Another technology we made heavy use of was RFID technology. Each device is equipped with an RFID reader, which allowed us to program the devices to detect objects tagged with an RFID tag. Though we used it moderately in the games themselves, we employed the RFID tags mostly for setting up the games.

Based on our experiences we conclude that the process we followed is very suitable for games, where the emerging game experience is not only a result of interactive technology, but also of the context the game is played in, and other existing game rules; these games need to be really experienced and cannot be tested with lower fidelity prototypes. Arguably, a similar process might be valuable for other interactive systems that are novel to users and are designed to change behaviors in users. To valuably generate feedback from users on such systems, they have to be tested and experienced “in the wild,” meaning in context, with actual users using a product under realistic conditions rather than those which are anticipated by designers or that are easy for designers to work with.
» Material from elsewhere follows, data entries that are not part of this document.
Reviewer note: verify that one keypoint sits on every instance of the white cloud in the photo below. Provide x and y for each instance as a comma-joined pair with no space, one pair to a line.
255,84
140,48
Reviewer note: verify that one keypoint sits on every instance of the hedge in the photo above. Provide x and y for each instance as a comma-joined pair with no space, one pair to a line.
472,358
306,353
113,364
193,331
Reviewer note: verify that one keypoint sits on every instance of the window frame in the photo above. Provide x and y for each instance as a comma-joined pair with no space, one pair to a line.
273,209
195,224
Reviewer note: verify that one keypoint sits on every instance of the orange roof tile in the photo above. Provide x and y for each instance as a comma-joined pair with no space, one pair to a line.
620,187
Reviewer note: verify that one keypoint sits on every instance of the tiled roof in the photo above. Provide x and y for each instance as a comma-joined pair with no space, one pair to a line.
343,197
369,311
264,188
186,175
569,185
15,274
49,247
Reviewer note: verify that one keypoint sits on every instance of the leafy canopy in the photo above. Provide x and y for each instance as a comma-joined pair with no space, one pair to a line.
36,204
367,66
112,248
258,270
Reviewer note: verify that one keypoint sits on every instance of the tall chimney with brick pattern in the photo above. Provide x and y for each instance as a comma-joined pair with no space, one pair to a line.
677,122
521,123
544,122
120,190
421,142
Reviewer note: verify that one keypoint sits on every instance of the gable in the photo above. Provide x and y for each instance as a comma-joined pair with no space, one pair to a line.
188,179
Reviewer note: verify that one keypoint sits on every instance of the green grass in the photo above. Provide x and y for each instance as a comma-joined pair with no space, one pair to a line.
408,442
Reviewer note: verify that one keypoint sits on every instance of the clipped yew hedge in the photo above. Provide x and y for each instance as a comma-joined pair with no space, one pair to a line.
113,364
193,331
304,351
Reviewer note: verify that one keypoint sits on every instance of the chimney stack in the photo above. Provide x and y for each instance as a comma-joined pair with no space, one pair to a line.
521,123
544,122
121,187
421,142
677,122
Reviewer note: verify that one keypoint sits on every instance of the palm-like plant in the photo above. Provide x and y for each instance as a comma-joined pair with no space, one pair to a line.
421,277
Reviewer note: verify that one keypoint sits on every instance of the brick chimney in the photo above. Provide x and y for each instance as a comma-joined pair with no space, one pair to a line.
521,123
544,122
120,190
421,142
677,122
7 Recommendations for Designing Head Up Games

In this chapter we have focused on the design process of Head Up Games. Based on our experiences we can now present several recommendations that can inspire and inform first-time Head Up Game designers.
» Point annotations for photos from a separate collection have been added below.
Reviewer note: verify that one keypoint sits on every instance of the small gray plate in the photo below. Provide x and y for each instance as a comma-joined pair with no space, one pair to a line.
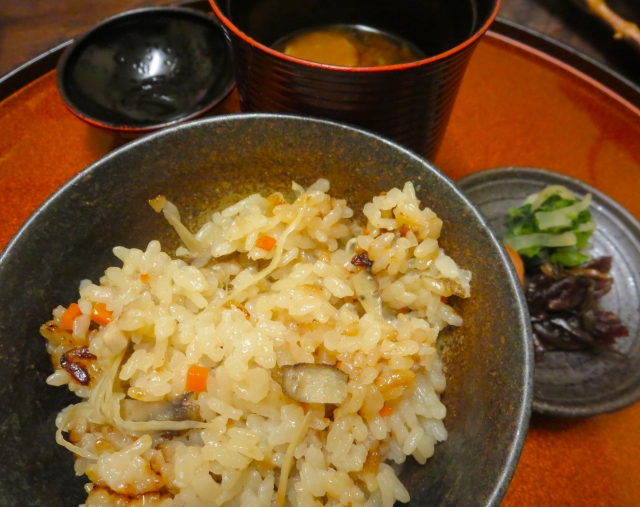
578,383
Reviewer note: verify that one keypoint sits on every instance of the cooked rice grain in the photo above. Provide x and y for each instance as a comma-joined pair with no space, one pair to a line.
243,310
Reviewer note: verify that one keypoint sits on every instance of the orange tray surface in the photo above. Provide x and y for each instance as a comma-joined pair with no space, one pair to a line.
516,106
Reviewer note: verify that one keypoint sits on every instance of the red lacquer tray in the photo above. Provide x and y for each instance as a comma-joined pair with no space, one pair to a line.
518,105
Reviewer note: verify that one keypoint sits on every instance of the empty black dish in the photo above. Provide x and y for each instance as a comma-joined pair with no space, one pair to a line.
146,69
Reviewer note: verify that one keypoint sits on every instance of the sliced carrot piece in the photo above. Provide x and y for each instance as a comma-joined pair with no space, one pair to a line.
100,314
517,262
70,315
197,378
266,242
386,411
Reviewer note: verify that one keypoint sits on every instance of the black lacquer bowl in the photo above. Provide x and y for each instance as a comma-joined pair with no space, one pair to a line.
198,166
146,69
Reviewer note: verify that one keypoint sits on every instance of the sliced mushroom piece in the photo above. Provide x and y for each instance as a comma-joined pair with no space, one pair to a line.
313,383
367,290
180,409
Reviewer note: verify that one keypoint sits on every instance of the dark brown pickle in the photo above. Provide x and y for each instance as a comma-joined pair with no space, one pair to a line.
563,304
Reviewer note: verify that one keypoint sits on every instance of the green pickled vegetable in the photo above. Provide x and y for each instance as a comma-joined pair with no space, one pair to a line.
551,226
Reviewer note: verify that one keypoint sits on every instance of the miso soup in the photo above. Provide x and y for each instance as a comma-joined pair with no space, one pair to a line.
349,46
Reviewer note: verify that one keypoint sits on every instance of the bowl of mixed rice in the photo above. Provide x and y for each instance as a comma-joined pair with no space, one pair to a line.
261,310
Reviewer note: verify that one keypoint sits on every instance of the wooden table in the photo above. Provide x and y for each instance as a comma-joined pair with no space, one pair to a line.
30,27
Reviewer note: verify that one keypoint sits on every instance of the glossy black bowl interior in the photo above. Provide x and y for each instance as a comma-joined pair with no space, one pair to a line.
147,68
208,164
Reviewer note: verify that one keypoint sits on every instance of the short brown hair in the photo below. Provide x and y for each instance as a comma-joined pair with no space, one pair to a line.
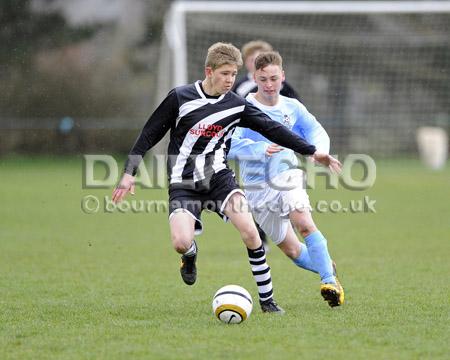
253,46
268,58
223,53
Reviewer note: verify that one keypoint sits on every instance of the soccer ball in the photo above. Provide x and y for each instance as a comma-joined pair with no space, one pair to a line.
232,304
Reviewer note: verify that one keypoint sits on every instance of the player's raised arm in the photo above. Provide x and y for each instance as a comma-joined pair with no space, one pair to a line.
154,130
256,120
The first recommendation is the most radical, as it deviates from the generally accepted way of involving low-fi to high-fi prototypes in the design process. Instead, we emphasize the necessity of using high-fi prototypes from an early stage of the design process: these games really need to be played with working technology to assess the effect of the game design and technology on the game experience. Instead of gradually increasing the fidelity of the prototypes, we went ahead and immediately created high-fi (with respect to interactivity) prototypes. We argue that, for games involving physical activity, outdoor play, groups of players and embodied interaction, it is virtually impossible to test with paper prototypes as the lack of interactivity distorts the game dynamics intended by the designer and leads to very different play experiences. Moreover, we argue that, if children are involved, it becomes more apparent, as children might be less able to reflect on the impact of interactivity and the resulting game dynamics without actually experiencing it.
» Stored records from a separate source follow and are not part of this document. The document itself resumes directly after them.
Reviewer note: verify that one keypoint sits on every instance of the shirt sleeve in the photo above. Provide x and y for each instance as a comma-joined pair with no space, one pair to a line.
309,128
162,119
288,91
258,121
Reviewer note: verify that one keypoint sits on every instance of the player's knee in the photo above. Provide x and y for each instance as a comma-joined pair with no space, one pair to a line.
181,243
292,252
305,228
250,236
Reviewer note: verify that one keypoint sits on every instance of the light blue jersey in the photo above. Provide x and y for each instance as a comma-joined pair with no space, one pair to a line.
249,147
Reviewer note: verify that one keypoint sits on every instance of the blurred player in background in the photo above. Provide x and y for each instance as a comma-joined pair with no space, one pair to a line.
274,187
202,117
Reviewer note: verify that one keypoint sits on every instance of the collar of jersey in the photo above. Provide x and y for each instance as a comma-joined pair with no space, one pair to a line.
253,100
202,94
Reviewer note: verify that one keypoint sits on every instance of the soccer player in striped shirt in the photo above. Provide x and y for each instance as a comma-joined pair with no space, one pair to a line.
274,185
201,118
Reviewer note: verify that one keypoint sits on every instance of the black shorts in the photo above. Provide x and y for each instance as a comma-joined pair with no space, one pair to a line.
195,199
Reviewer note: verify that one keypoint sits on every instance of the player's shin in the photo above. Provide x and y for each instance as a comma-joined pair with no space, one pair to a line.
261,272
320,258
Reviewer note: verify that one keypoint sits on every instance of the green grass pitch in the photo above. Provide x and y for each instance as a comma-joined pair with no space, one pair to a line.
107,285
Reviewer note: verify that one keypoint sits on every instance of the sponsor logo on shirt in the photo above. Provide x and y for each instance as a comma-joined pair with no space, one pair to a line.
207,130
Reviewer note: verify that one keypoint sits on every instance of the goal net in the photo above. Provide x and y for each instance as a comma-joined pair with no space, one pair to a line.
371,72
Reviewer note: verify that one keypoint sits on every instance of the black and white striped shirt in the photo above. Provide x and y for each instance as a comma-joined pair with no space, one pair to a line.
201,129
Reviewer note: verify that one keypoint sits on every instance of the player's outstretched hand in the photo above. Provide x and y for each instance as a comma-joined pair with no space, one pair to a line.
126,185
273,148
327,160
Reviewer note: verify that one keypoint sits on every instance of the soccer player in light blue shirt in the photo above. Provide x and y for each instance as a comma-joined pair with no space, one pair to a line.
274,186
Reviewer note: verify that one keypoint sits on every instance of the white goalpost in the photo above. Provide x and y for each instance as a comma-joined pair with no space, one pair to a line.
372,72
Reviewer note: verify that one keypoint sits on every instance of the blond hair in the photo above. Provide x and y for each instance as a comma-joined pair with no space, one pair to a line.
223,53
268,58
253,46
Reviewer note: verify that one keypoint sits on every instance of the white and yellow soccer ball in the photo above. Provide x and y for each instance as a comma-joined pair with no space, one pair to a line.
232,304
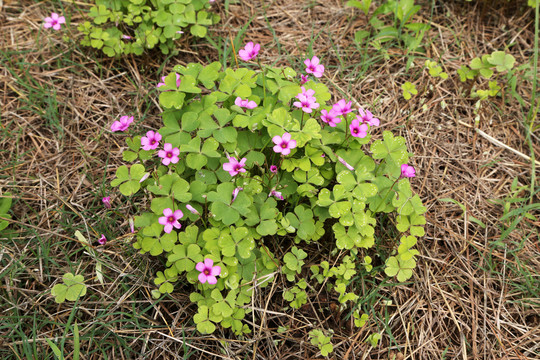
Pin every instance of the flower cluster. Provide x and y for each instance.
(55, 21)
(257, 155)
(249, 52)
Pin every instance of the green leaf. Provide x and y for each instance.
(393, 150)
(402, 268)
(129, 182)
(502, 61)
(188, 84)
(172, 99)
(409, 89)
(72, 288)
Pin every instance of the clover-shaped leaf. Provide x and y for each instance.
(240, 242)
(402, 268)
(185, 257)
(502, 61)
(72, 288)
(393, 150)
(129, 180)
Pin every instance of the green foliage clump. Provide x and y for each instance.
(321, 341)
(401, 29)
(120, 27)
(485, 68)
(331, 186)
(72, 288)
(5, 205)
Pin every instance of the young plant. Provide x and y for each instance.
(5, 205)
(120, 27)
(72, 288)
(401, 29)
(245, 157)
(321, 341)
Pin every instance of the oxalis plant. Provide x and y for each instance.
(253, 163)
(129, 26)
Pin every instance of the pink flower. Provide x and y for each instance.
(122, 124)
(131, 225)
(208, 271)
(55, 21)
(341, 160)
(235, 193)
(145, 176)
(284, 144)
(407, 171)
(367, 117)
(313, 67)
(151, 140)
(330, 117)
(276, 194)
(307, 102)
(170, 219)
(107, 202)
(250, 51)
(169, 154)
(162, 83)
(342, 107)
(234, 167)
(248, 104)
(307, 93)
(192, 209)
(357, 129)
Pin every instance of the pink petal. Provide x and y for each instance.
(244, 55)
(178, 214)
(216, 270)
(200, 266)
(116, 126)
(167, 212)
(168, 228)
(208, 263)
(202, 278)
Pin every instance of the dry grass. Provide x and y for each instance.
(472, 296)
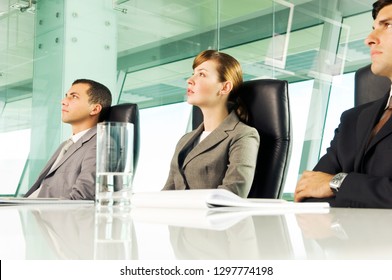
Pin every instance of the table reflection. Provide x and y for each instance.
(115, 236)
(53, 232)
(347, 234)
(83, 232)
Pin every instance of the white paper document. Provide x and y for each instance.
(211, 198)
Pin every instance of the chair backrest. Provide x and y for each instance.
(126, 112)
(267, 102)
(369, 87)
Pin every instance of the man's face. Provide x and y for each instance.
(380, 43)
(76, 108)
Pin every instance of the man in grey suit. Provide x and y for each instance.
(72, 174)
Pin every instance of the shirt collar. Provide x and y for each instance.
(389, 98)
(79, 135)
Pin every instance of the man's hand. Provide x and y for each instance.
(313, 184)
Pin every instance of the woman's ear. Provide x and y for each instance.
(227, 87)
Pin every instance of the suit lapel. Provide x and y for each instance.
(365, 124)
(216, 136)
(74, 147)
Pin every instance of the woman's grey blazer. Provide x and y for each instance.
(224, 159)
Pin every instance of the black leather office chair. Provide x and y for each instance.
(126, 112)
(369, 87)
(268, 104)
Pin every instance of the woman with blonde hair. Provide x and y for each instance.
(222, 151)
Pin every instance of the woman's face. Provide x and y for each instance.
(204, 87)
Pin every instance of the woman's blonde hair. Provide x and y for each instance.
(229, 69)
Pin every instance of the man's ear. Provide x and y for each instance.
(97, 108)
(227, 87)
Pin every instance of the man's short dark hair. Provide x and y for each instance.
(98, 93)
(378, 5)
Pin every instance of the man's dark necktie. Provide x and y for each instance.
(384, 118)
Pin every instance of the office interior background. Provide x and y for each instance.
(143, 51)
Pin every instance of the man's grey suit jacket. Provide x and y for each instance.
(74, 175)
(224, 159)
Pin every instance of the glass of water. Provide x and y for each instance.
(114, 164)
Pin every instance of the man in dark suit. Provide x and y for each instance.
(72, 175)
(356, 171)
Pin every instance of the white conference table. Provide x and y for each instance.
(83, 232)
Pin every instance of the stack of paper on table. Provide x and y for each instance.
(210, 208)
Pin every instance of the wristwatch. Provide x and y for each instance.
(337, 181)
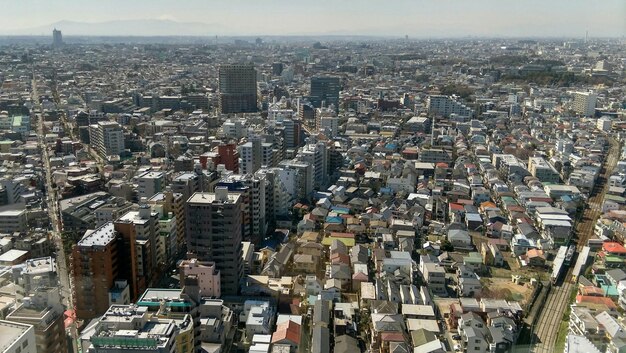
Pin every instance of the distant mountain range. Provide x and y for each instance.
(147, 27)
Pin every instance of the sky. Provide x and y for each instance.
(416, 18)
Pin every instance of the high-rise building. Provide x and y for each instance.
(150, 183)
(140, 249)
(585, 103)
(94, 268)
(252, 190)
(17, 337)
(325, 91)
(57, 38)
(208, 276)
(107, 138)
(277, 69)
(237, 88)
(446, 106)
(254, 154)
(297, 178)
(171, 207)
(132, 328)
(44, 311)
(317, 156)
(214, 234)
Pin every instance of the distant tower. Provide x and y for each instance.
(237, 88)
(57, 38)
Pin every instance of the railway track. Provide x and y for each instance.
(547, 327)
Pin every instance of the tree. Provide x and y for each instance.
(446, 245)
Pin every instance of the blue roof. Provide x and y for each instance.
(269, 243)
(473, 217)
(340, 209)
(385, 190)
(337, 220)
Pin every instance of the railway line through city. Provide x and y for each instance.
(546, 329)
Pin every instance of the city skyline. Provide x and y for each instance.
(422, 19)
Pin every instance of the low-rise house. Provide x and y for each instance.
(460, 239)
(469, 287)
(491, 255)
(425, 341)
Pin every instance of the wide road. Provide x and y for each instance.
(53, 214)
(547, 327)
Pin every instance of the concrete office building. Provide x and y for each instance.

Furthermore, we suggest starting the design process with designing and implementing a limited set of game rules and rely on the players’ ability to detect and fix a broken game.

We also discussed the process of engaging children in creative activities to gain insight into children’s requirements for games. The amount of information gathered is dependent on the effort put in the activities. The Mission from Mars method is very time-consuming, but offers a considerable amount of feedback. However, the method relies on a narrative that might not be suitable for all children. We furthermore discussed making collages with children. This method was a success in a school context, leading us to repeat it during evaluations with scouts. Unexpectedly, in that context the method failed, suggesting that the context of the evaluation plays a large role in its success rate. Finally, we suggest that at least designers should make an effort to observe children at play, if time is too limited to execute the methods described above for gathering children’s requirements.

Finally, we recommend to playtest with children as often as possible. Our experience suggests that some issues can also be identified by adults. Indeed, we would recommend letting adults playtest intermediate prototypes of the games to root out early usability issues.

In short:

  • Use high-fi prototypes from an early stage in the design process. Head Up Games really need to be played with working prototypes, most notably with regard to the game interaction, to assess the effect of the game design and technology on the emergent game experience.

  • Start with an incomplete set of game rules. Rely on the players’ innate ability to detect and fix a broken game to fill the gaps.

  • Engage with children in a fun, creative activity as a way to facilitate discussion. Though be aware that ‘fun’ is context dependent.

  • Adopt an iterative process and playtest with children as often as possible. To prepare for these sessions, and/or to test intermediate designs, playtest with adults too.